而专业临床工作者是怎么看待的呢?我接受过精神病理学方面的学习,大学本科阶段就有相关课程,譬如:异常心理学或变态心理学;我曾经的督导也是精神科医生出身。记得我的督导对我的每个个案的来访者都习惯性的称之为“病人”,无论是有“症状”困扰的,还是人际关系困扰的,还有出于探索自我的需要来参与个人体验的………好像无论现实生活里是怎么样的人,只要走进咨询室就是“病人”,似乎在我们眼里他们不是一个“人”,而是一类“病”,且我们不仅要看“病”的表现,还要看“病”的机理,“病”的历史。仿佛作为来访来到这里是在一次次印证着一个个缺陷的自己,生活所以不那么如意,还不是因为自己种种的不够好?就像匍匐在去往天国之路上因为种种原罪被时时抽打的的苦行者………

我也曾作为来访者走进过咨询室,作为来访者我体验到的则是莫名的“卑微”。当咨询师的种种姿态和专业评估皆在暗示“我是边缘性人格障碍”时,尤其对方又是在这样的视角下持续的开展工作,我的内心近乎严重受挫。现在看来,我作为独一无二的个体的那份价值和尊严在这样理解和视角下变的荡然无存,难以想象当这份价值和尊严被视而不见的时候,“我”就像被放置在“科学”的“座架”上,被“定义”和“分析”的“物”,所谓疗愈的意义又从何谈起呢?

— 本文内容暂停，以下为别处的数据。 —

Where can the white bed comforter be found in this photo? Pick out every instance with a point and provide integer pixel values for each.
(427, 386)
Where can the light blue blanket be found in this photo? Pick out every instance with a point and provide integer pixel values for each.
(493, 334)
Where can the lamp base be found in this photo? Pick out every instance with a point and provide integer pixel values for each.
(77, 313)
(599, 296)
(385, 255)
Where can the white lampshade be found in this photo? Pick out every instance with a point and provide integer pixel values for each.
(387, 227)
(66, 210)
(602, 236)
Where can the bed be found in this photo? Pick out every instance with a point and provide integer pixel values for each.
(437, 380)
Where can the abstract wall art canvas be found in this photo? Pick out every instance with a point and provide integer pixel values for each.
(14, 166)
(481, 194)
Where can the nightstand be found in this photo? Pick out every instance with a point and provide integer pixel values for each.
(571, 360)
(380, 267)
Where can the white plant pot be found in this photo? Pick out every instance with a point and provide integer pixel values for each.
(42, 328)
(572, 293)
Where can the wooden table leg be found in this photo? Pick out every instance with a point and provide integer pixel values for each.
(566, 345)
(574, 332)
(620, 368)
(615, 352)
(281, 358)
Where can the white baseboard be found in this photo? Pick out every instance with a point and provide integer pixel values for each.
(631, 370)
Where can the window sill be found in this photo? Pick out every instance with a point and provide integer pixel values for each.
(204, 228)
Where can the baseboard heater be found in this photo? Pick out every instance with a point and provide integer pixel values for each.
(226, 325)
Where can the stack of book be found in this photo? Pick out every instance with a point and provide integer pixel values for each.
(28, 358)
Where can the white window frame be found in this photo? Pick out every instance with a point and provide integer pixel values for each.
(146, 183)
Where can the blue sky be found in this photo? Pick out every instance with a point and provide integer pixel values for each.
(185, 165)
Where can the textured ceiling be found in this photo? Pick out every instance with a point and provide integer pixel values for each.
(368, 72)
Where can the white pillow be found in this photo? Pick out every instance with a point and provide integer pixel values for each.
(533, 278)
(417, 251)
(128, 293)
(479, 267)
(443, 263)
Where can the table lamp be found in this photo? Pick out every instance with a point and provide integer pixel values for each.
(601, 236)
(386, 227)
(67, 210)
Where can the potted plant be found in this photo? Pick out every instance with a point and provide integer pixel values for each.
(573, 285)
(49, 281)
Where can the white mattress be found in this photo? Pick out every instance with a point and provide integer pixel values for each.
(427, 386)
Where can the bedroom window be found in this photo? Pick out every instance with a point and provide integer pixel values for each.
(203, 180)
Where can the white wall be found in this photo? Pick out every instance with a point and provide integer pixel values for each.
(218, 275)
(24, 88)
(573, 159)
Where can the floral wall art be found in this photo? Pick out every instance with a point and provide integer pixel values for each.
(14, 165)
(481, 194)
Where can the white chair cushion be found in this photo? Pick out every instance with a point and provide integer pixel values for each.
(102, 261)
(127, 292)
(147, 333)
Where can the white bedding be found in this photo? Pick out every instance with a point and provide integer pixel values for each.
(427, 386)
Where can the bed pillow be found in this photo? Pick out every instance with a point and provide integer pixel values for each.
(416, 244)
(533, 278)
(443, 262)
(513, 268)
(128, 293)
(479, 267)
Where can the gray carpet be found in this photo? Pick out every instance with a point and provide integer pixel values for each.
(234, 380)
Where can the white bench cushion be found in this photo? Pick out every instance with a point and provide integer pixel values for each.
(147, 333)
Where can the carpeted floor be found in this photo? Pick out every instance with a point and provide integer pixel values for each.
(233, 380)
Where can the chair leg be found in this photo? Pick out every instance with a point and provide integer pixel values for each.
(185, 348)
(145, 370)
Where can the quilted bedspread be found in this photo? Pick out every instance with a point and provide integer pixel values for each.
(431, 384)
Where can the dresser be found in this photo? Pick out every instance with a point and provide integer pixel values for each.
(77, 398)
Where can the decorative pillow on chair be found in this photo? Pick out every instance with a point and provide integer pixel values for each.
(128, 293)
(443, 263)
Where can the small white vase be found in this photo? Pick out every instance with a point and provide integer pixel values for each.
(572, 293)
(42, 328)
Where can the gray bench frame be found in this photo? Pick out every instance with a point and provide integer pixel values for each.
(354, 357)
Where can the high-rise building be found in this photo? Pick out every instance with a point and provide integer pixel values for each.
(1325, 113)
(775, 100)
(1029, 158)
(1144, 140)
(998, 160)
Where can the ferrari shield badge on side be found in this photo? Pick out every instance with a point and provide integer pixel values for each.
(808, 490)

在我执业后,我的不少“已接受过精神科医生药物治疗的来访”的分享也引发了我的思考。他们尽管承受不了“症状”的困扰和纠缠,期待通过专业帮助解困,但是他们常常异口同声的拒斥精神科医生的药物治疗,尽管它可以一定程度上有效的缓解“症状”。其理由常常是接受不了一些“副作用”:困倦、乏味、木讷、体型走样……等,而更深层的诉求则可能是对被“对象化”为“物”和“客体”的“反抗”。药物固然一定程度上缓解了痛苦,但人活的不像个“人”。当“专业”成为一种“体制”,成为一种“意识形态”,难道不恰恰印证着“专业”的“傲慢”和“人”的“卑微”?“人”的价值、力量、尊严、独特性、潜能……不能纳入“治疗”的框架里,人的“转变”又从哪里谈起呢?

吕:

说到传统观念下的“病理化”概念及其应对态度,那可真的是让我心情复杂。我医院的精神科,其中一些原因是因为我的咨询师在与我一起工作后的头几次交谈里,便已表示“必须在我接受了精神科医生的专业诊断后方可与我进行咨询工作”。在那些精神科医生面前,我会被询问各种基础信息,一些重要的评估问题,以及药物介绍及可能带来的副作用;我也会被安排进行一些具体指标的专业量表测试评估,脑功能方面的具体检测和眼动测评等检测项目。当我拿着一摞检测结果单,药物清单医院,当我把这些告诉我的咨询师,我一次又一次体验着传统临床带给我的便利;这种专业性所特有的权威感让我感到有所依靠,病理性的名词带给我获救的“方向感”,只要不适可以被命名化,那么按照传统临床的指引,就会有特定的方式技术让我好转,一切都似乎明朗起来。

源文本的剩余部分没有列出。